You can also try make test to run the test suite.

The program can also be installed via the SWI-Prolog pack system. Just start SWI and type:

?- pack_install('biomake').

Command-line

biomake [OPTIONS] [TARGETS]

Options

-h,--help 
    Show help
-v,--version 
    Show version
-n,--dry-run,--recon,--just-print 
    Print the commands that would be executed, but do not execute them
-B,--always-make 
    Always build fresh target even if dependency is up to date
-f,--file,--makefile GNUMAKEFILE
    Use a GNU Makefile as the build specification [default: Makefile]
-p,--prog,--makeprog MAKEPROG
    Use MAKEPROG as the (Prolog) build specification [default: Makeprog]
-m,--eval,--makefile-syntax STRING
    Evaluate STRING as GNU Makefile syntax
-P,--eval-prolog,--makeprog-syntax STRING
    Evaluate STRING as Prolog Makeprog syntax
-I,--include-dir DIR
    Specify search directory for included Makefiles
--target TARGET
    Force biomake to recognize a target even if it looks like an option
-T,--translate,--save-prolog FILE
    Translate GNU Makefile to Prolog Makeprog syntax
-W,--what-if,--new-file,--assume-new TARGET
    Pretend that TARGET has been modified
-o,--old-file,--assume-old TARGET
    Do not remake TARGET, or remake anything on account of it
-k,--keep-going 
    Keep going after error
-S,--no-keep-going,--stop 
    Stop after error
-t,--touch 
    Touch files (and update MD5 hashes, if appropriate) instead of running recipes
-D,--define Var Val
    Assign Makefile variables from command line
Var=Val 
    Alternative syntax for '-D Var Val'
-l DIRECTORY
    Iterates through directory writing metadata on each file found
-s,--quiet,--silent 
    Silent operation; do not print recipes as they are executed
--one-shell 
    Run recipes in single shell (equivalent to GNU Make's .ONESHELL)
-H,--md5-hash 
    Use MD5 hashes instead of timestamps
-Q,--queue-engine ENGINE
    Queue recipes using ENGINE (supported: test,sge,pbs,slurm,poolq)
-j,--jobs JOBS
    Number of job threads (poolq engine)
--qsub-exec PATH
    Path to qsub (sge,pbs) or sbatch (slurm)
--qdel-exec PATH
    Path to qdel (sge,pbs) or scancel (slurm)
--queue-args "ARGS"
    Queue-specifying arguments for qsub/qdel (sge,pbs) or sbatch/scancel (slurm)
--qsub-args "ARGS"
    Additional arguments for qsub (sge,pbs) or sbatch (slurm)
--qdel-args "ARGS"
    Additional arguments for qdel (sge,pbs) or scancel (slurm)
--flush,--qsub-flush <target or directory>
    Erase all jobs for given target/dir
--debug MSG
    [developers] Debugging messages.

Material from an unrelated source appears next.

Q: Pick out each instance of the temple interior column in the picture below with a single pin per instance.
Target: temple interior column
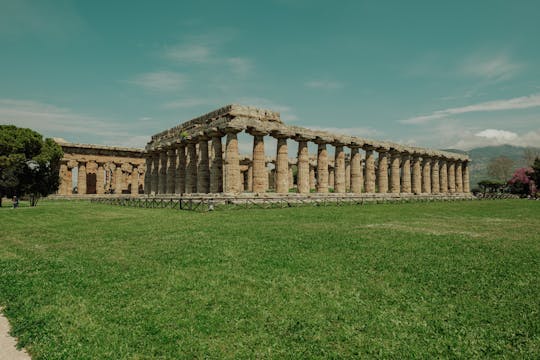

MSG can be build, pattern, makefile, md5...
--trace predicate
    [developers] Print debugging trace for given predicate
--no-backtrace 
    [developers] Do not print a backtrace on error

Embedding Prolog in Makefiles

Brief overview:

  • Prolog can be embedded within prolog and endprolog directives
  • $(bagof Template,Goal) expands to the space-separated List from the Prolog bagof(Template,Goal,List)
  • Following the dependent list with {Goal} causes the rule to match only if Goal is satisfied. The special variables TARGET and DEPS, if used, will be bound to the target and dependency-list (i.e. $@ and $^, loosely speaking; except the latter is a true Prolog list, not encoded as a string with whitespace separators as in GNU Make)

Examples

This assumes some knowledge of GNU Make and Makefiles.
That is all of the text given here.